Rising price of oil
As economies come back online from COVID’s impact and vaccines spark optimism of a global recovery, the increased energy demand is beginning to drive up oil prices and production globally. Given that the value of alternatives to oil typically increases with this activity, the market will begin pricing in competitively priced, “greener” energy with climate change being one of the next Administration’s main agendas. This should benefit Clean Energy’s primary business of renewable fuel, as the focus on heavy-duty trucking, airports, public transit, institutional energy users, and government fleets.
Strong market performance
“Redeem”, the company’s top brand has proven to be incredibly popular with its retail sales increasing by 30%. To add the icing to the cake, the company inked a seven-year deal with UPS to supply it with 170 million gallons of sustainable truck fuel.
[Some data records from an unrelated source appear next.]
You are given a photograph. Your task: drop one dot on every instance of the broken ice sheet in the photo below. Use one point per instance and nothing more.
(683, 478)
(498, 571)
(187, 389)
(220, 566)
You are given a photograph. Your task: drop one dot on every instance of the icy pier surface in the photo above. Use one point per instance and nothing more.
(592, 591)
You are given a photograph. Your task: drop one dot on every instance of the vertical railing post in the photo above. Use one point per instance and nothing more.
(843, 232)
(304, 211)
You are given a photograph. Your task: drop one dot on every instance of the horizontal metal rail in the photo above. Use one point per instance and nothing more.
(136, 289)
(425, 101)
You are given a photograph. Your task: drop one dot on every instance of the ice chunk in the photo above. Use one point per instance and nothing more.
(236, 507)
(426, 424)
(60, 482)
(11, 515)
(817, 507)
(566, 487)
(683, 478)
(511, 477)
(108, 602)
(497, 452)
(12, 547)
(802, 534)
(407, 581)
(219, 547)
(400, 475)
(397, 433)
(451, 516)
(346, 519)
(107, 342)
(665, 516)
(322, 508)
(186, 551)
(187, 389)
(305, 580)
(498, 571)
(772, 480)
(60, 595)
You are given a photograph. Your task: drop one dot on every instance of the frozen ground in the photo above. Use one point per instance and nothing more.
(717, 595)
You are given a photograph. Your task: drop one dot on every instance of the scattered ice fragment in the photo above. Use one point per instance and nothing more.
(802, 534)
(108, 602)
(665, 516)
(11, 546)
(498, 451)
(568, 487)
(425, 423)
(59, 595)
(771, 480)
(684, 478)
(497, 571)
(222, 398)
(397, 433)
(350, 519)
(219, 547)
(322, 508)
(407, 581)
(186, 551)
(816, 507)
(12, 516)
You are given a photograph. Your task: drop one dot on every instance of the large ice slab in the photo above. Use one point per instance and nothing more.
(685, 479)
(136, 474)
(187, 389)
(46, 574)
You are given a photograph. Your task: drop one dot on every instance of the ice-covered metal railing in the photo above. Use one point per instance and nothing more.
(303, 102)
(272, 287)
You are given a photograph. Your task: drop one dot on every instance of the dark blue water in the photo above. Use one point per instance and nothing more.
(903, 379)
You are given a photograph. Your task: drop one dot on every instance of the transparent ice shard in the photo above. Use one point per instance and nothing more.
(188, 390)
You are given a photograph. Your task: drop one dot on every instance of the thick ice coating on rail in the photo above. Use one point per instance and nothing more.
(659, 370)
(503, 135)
Redeem now makes up more than 60% of Clean Energy's overall fuel mix, and the company hopes to shift to 100% Redeem by 2025 making this a path forward.
The downside opportunity
While renewable energy is arguably the future, it’s still unclear how it will hold up when more advanced battery-powered trucks and semis come in, knocking out gas-fueled vehicles from the market. Recently the attention of investors has shifted to the more trendy electric message. But that requires investors to suspend disbelief and believe the infrastructure will magically appear to support this new method. And this is our opportunity to get some good entries and exits on this solid player in the market.